Quien lo probó, lo sabe

www.nosolomerida.es | Festival de Mérida | Fedra | Conviene dejarlo claro de entrada: la ‘Fedra’ de Paco Bezerra no es una versión de la que cantó Eurípides, ni de la de Séneca, ni de la de Racine, ni de la de Unamuno… La ‘Fedra’ del ‘enfant terrible’ de la dramaturgia española bebe de esas (y de otras muchas) fuentes para terminar destilando una esencia, concentrada y sugerente, que embriaga al espectador merced a un mensaje universal y eterno.

La Fedra de Bezerra reclama con firmeza su derecho a decir la verdad —aunque por el camino se enrede en alguna mentirijilla que enmaraña su discurso— y, antes y después de ello, entreteje sus tribulaciones con epatantes reflexiones acerca del amor. Resumiendo: quita mucho más de lo que da; quien lo probó, lo sabe.

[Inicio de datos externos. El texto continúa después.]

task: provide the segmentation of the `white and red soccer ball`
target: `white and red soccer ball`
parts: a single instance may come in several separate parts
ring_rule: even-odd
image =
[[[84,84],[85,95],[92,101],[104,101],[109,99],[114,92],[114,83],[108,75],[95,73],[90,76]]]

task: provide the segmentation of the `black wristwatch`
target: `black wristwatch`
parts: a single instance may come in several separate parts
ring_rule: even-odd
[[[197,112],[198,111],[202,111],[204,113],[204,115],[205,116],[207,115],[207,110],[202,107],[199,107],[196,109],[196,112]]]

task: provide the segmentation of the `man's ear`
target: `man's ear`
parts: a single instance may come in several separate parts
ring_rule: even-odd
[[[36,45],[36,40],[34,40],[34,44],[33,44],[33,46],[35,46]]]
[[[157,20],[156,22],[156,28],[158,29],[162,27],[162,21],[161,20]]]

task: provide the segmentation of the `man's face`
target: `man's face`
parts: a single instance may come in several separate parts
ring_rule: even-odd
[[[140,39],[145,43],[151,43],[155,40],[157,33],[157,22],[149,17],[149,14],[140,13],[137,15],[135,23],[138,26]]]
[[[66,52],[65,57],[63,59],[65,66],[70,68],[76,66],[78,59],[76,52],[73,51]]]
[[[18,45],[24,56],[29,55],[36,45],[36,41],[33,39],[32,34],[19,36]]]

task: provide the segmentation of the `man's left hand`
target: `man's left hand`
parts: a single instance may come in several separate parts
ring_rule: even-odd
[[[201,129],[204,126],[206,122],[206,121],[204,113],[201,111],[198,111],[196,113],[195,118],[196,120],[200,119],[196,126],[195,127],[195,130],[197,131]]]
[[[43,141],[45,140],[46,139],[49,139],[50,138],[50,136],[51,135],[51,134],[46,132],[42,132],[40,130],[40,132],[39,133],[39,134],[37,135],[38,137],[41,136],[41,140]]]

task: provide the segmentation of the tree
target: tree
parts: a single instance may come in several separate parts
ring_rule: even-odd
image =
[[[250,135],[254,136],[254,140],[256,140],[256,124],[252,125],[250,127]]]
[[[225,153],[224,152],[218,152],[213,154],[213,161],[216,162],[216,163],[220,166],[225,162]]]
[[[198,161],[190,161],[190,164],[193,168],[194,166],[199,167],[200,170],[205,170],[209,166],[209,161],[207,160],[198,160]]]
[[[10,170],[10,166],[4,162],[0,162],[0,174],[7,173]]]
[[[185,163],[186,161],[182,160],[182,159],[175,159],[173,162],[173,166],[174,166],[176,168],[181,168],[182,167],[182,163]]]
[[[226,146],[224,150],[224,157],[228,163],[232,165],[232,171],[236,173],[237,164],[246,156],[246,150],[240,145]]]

El mito es bien conocido, pero por si acaso: Fedra se enamora de Hipólito, su hijastro; pecado mortal. Porque así lo han establecido, a lo largo de la historia, las religiones, la filosofía y los códigos penales. Mas si no existieran mandamientos divinos ni preceptos morales ni leyes (in)humanas, qué podría impedir que una mujer desee a un hombre que, más allá de su forzado parentesco, no lleva ni una gota de su sangre. Esa es la cuestión.

La ‘entente cordiale’ formada por Bezerra y el director Luis Luque —juntos han firmado ‘La escuela de la desobediencia’ (2011), ‘El pequeño poni’ (2016) y ‘Lulú’ (2017), entre otras— obra el milagro de conformar un todo poético pero accesible, que ayuda sobremanera a mantener la constante atención del público. Al final se aplaude, sobre todo, la pericia de los autores para soltar lastre y convertir el viaje dramático en una experiencia ligera y placentera.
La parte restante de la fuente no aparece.